Deconstructing the Compose Compiler: How @Composable Changes Android Development
@Composable: More Than Just an Annotation
Many beginners think `@Composable` is similar to Dagger's `@Inject`, a runtime annotation. In fact, it's more like Kotlin's `suspend` keyword, a language-level feature that changes the function type.
`@Composable` corresponds to a Kotlin compiler plugin (Compose Compiler Plugin). During compilation, this plugin intercepts all marked functions and rewrites their signatures. The most notable change is injecting an implicit parameter: `Composer`.
`Composer` is the core context object of Compose runtime, running through the entire UI tree construction process, responsible for recording the position of executing nodes, storing state, and scheduling recomposition. This explains why Composable functions can only be called from other Composable functions — they need this implicitly passed `Composer` context.
Slot Table and Gap Buffer
How does Compose store the UI tree? It doesn't use traditional object trees (like View Hierarchy) but an array-based linear data structure called "Slot Table."
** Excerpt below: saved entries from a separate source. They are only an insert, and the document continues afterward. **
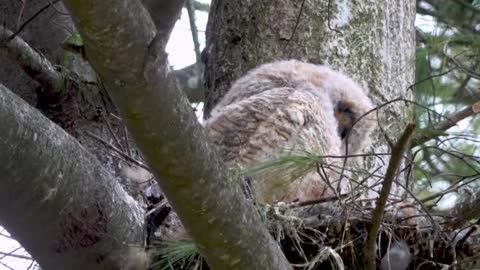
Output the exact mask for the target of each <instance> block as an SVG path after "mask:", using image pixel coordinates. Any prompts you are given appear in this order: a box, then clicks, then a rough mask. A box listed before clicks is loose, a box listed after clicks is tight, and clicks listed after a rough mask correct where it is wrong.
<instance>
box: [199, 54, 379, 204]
mask: <svg viewBox="0 0 480 270" xmlns="http://www.w3.org/2000/svg"><path fill="white" fill-rule="evenodd" d="M373 108H374V105H373V103H372V101H371V100H370V99H369V98H368V96H367V92H366V91H365V90H364V89H362V87H360V86H359V85H358V84H357V83H356V82H354V81H353V80H352V79H351V78H349V77H348V76H346V75H343V74H341V73H339V72H336V71H334V70H332V69H330V68H329V67H327V66H322V65H314V64H310V63H305V62H301V61H297V60H285V61H278V62H272V63H268V64H264V65H261V66H259V67H257V68H255V69H253V70H251V71H250V72H248V73H247V74H246V75H245V76H243V77H241V78H240V79H238V80H237V81H236V82H234V83H233V85H232V87H231V88H230V90H229V91H228V92H227V94H226V95H225V96H224V97H223V99H222V100H221V101H220V102H219V103H218V104H217V105H216V107H214V108H213V110H212V113H211V117H210V118H209V119H208V120H207V121H206V123H205V125H206V130H207V134H208V136H209V138H210V140H211V141H212V142H213V143H214V144H215V145H217V146H218V147H219V149H220V152H221V155H222V157H223V160H224V161H225V163H226V164H227V166H229V167H232V168H233V167H239V168H248V167H251V166H254V165H256V164H261V163H262V162H267V161H271V160H276V159H279V158H280V157H282V156H284V155H288V154H289V153H294V152H303V153H312V154H315V155H317V156H322V157H323V158H322V159H321V163H322V167H321V169H320V168H318V166H317V169H314V170H311V171H308V172H306V173H304V174H303V175H301V176H299V177H298V179H293V180H292V181H289V182H288V183H279V181H280V180H279V179H280V178H281V177H278V175H275V174H271V175H269V174H265V175H261V176H254V177H252V183H251V184H252V188H253V191H254V195H255V198H256V200H257V201H259V202H261V203H273V202H278V201H284V202H292V201H307V200H313V199H319V198H322V197H326V196H332V195H333V194H335V191H341V192H344V191H346V190H347V189H348V186H349V185H348V183H341V182H338V181H340V179H339V177H338V175H337V173H336V171H338V167H339V166H341V162H342V160H343V159H340V158H338V157H340V156H344V155H345V154H346V153H348V154H349V155H352V154H356V153H358V152H360V151H361V150H362V149H363V148H364V147H365V146H366V145H368V143H369V140H368V137H369V135H370V132H371V131H372V129H373V128H374V127H375V123H376V121H375V120H374V119H373V117H372V115H371V114H370V115H367V116H364V114H365V113H366V112H368V111H369V110H371V109H373ZM362 116H363V117H362ZM334 168H337V170H336V169H334ZM345 181H346V180H343V182H345ZM337 189H339V190H337Z"/></svg>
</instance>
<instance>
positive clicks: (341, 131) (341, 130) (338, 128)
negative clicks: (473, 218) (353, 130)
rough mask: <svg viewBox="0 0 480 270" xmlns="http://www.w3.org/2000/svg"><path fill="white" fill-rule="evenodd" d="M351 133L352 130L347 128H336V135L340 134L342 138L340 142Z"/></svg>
mask: <svg viewBox="0 0 480 270" xmlns="http://www.w3.org/2000/svg"><path fill="white" fill-rule="evenodd" d="M351 131H352V128H349V127H346V126H343V125H339V126H338V134H340V138H342V140H344V139H345V138H346V137H347V136H348V135H349V134H350V132H351Z"/></svg>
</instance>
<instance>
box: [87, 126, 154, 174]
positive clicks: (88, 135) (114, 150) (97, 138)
mask: <svg viewBox="0 0 480 270" xmlns="http://www.w3.org/2000/svg"><path fill="white" fill-rule="evenodd" d="M87 135H88V136H90V137H92V138H94V139H97V140H98V141H100V142H101V143H103V144H104V145H105V146H107V147H109V148H110V149H112V150H113V151H115V152H117V153H118V154H119V155H120V156H122V157H123V158H125V160H127V161H130V162H132V163H134V164H135V165H137V166H139V167H142V168H143V169H145V170H147V171H149V172H150V168H149V167H148V166H147V165H145V164H143V163H142V162H140V161H138V160H136V159H134V158H132V157H131V156H129V155H127V154H125V153H124V152H123V151H122V150H120V149H118V148H117V147H115V146H114V145H112V144H110V143H108V142H107V141H105V140H104V139H102V138H101V137H99V136H97V135H95V134H93V133H91V132H89V131H87Z"/></svg>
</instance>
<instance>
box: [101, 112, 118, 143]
mask: <svg viewBox="0 0 480 270" xmlns="http://www.w3.org/2000/svg"><path fill="white" fill-rule="evenodd" d="M102 119H103V121H104V122H105V124H107V128H108V131H109V132H110V135H112V137H113V139H114V141H115V143H116V144H117V146H118V147H122V144H121V143H120V140H119V139H118V137H117V134H115V132H113V128H112V125H110V121H108V119H107V117H106V116H105V115H104V114H103V113H102Z"/></svg>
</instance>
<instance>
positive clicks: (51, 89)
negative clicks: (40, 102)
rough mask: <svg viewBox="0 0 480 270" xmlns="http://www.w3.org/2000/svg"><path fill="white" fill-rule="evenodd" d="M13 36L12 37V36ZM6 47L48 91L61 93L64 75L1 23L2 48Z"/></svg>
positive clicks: (22, 68) (32, 48) (35, 78)
mask: <svg viewBox="0 0 480 270" xmlns="http://www.w3.org/2000/svg"><path fill="white" fill-rule="evenodd" d="M12 36H13V38H12V39H11V38H10V37H12ZM2 49H5V50H6V51H7V52H8V54H7V55H8V56H10V57H11V58H12V59H13V60H14V61H16V62H17V63H18V65H19V66H20V67H21V68H22V69H23V70H24V71H25V73H27V74H28V75H29V76H30V77H31V78H32V79H34V80H35V81H37V82H39V83H40V84H41V85H42V86H43V88H44V89H45V90H46V91H53V93H52V94H54V93H57V92H58V93H59V92H61V91H62V90H63V87H64V77H63V76H62V75H61V74H60V73H59V72H58V71H57V70H56V69H55V67H54V65H53V64H52V63H51V62H50V61H49V60H48V59H47V58H46V57H45V56H43V55H42V54H40V53H38V52H37V51H36V50H34V49H33V48H32V47H30V45H28V44H27V43H26V42H25V41H24V40H23V39H22V38H20V37H17V36H15V35H14V34H13V33H12V31H10V30H8V29H6V28H5V27H3V26H1V25H0V50H2Z"/></svg>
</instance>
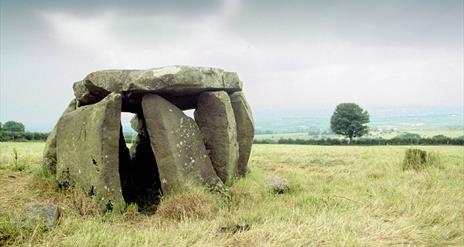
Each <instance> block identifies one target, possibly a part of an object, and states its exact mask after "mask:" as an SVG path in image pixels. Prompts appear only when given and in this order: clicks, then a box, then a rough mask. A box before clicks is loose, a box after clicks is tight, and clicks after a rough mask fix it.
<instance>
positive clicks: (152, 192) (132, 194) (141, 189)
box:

The Slot Table's design is inspired by "Gap Buffer" commonly used in text editors. It's an array containing data but keeps an empty "gap" at the current operation position. This allows Compose to move the cursor in O(1) time complexity and efficiently insert or delete data at the current position.
This structure is extremely suitable for the dynamic nature of UI. When recomposition occurs, code generated by the Compose compiler accesses the slot table in execution order. If data (such as state or node structure) hasn't changed, it skips directly; if changed, it efficiently updates array content using the gap buffer.
Positional Memoization
Understanding the slot table helps understand how `remember` works. `remember` isn't magic; it uses "Positional Memoization" technique.
Because Composable function execution order is typically stable during recomposition, Compose can use the function's "position" in source code as a key to look up and store values in the slot table. When code executes `remember { ... }`, Composer checks if a cached value already exists at the current slot position. If yes and dependencies haven't changed, return directly; otherwise, execute the lambda to compute new value and store in slot.
This mechanism allows functional UI to have "state," and this state can persist across multiple recompositions until that Composable is removed from the UI tree.